Платон долго не понимал, отчего отец мать не любил, но что не любил, всем было ясно, как божий день. Она была воплощением женской красоты: белокожая, белокурая, точёная, – ну, право, фарфоровая статуэтка. При всей своей кажущейся хрупкости, характером она была кремень, силы воли ей было не занимать. Особо в её наружности привлекали алые губы и огромные серые глаза, такие лучезарные и сияющие, как будто Творец вложил ей в глазницы две драгоценные жемчужины.

Конечно, отец не понимал, что ему делать с такой павой. Так какой-нибудь сибирский пахарь будет чувствовать себя где-нибудь в Лувре, если его подвести к изображению Джоконды. Почешет в затылке, оглянётся посмотреть на окружающих, чего это они рты от восхищения разинули, и примет самый хмурый вид. Отец терпел мать в своём доме, как терпят ненужную статуэтку, с которой нужно ещё и пыль стирать, с тем только, чтобы иной раз похвастаться своей драгоценностью перед соседями.

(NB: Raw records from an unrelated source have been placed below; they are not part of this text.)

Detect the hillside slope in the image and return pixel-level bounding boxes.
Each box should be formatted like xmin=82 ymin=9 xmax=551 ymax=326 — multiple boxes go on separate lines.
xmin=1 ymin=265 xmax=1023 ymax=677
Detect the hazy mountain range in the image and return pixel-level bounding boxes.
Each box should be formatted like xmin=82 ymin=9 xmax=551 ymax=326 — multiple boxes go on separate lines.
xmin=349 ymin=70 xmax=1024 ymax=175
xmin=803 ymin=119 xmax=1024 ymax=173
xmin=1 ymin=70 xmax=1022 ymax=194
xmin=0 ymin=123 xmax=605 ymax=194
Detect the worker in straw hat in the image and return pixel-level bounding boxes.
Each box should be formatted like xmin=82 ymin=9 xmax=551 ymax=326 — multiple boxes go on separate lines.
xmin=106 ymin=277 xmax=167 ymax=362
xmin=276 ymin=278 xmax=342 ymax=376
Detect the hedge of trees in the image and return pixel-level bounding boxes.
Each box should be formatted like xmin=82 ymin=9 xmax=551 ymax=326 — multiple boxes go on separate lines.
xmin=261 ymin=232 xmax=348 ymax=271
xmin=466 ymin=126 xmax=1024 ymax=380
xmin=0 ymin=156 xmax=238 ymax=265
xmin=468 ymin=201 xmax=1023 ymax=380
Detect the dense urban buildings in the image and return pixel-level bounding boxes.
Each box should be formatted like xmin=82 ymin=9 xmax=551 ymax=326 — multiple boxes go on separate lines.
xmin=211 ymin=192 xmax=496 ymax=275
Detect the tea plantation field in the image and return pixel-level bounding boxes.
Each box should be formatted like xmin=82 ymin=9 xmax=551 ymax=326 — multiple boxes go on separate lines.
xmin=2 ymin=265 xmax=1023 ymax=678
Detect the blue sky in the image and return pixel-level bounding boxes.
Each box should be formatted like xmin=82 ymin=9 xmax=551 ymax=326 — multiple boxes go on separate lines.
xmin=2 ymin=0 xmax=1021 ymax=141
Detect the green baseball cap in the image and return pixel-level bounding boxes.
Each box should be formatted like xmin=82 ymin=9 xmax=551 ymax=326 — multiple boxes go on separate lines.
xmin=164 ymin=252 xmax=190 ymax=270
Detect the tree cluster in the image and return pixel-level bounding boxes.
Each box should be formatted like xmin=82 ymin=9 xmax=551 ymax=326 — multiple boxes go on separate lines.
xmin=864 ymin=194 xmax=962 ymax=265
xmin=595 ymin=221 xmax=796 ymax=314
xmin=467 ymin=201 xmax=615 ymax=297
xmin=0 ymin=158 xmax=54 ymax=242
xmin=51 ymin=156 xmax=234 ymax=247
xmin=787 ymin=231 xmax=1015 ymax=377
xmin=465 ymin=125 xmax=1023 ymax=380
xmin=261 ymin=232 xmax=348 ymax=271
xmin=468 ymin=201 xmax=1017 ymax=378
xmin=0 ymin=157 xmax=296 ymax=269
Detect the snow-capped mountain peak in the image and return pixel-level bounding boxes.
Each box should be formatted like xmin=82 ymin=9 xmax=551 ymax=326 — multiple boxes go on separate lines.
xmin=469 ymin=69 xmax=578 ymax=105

– Платоша, выходи, – тяжелая амбарная дверь лениво поползла на петлях, уступая льющемуся свету дорогу в кромешную темноту.

Юноша поднялся, с трудом разминая затёкшие ноги, – всë это время он, забывшись, просидел на корточках, – и подкрался к двери, как настороженный зверёк, хотя, раз мать пришла, – значит, угроза миновала.

Дневной свет резко ударил Платону в глаза, и тот подслеповато поморгал своими необычно длинными для мужчины, кручёными ресницами. Встретились два подобия, – как будто отец и не участвовал в создании этой жизни. Платон был похож на мать во всём: столь же худощавый и вытянутый, столь же бледный, с таким же тонким, худым лицом, длинной шеей, белокурыми волосами и огромными, разве что карими глазами.

Может быть, именно этот цвет был повинен в том, что отец подозрительно относился к сыну… У самого у него были обычные глаза такого родного для русского человека небесно-голубого цвета, а у матери – серые… Никто не знал, почему так получилось с этими прокля́тыми глазами.

– Ушёл?

– Ушёл.

– А ты что сказала?

– Что ты давеча ускакал в поля, стадо смотреть.

– А если проверит?

– Придумаем что-нибудь.

– Мам, может быть, надо было пойти с ним? Может, довольно уже прятаться?

– На базар иди, на мельницу иди. На скотобойню не пущу. А вообще, тебе учиться надо, – мягко урезонила Платона мать.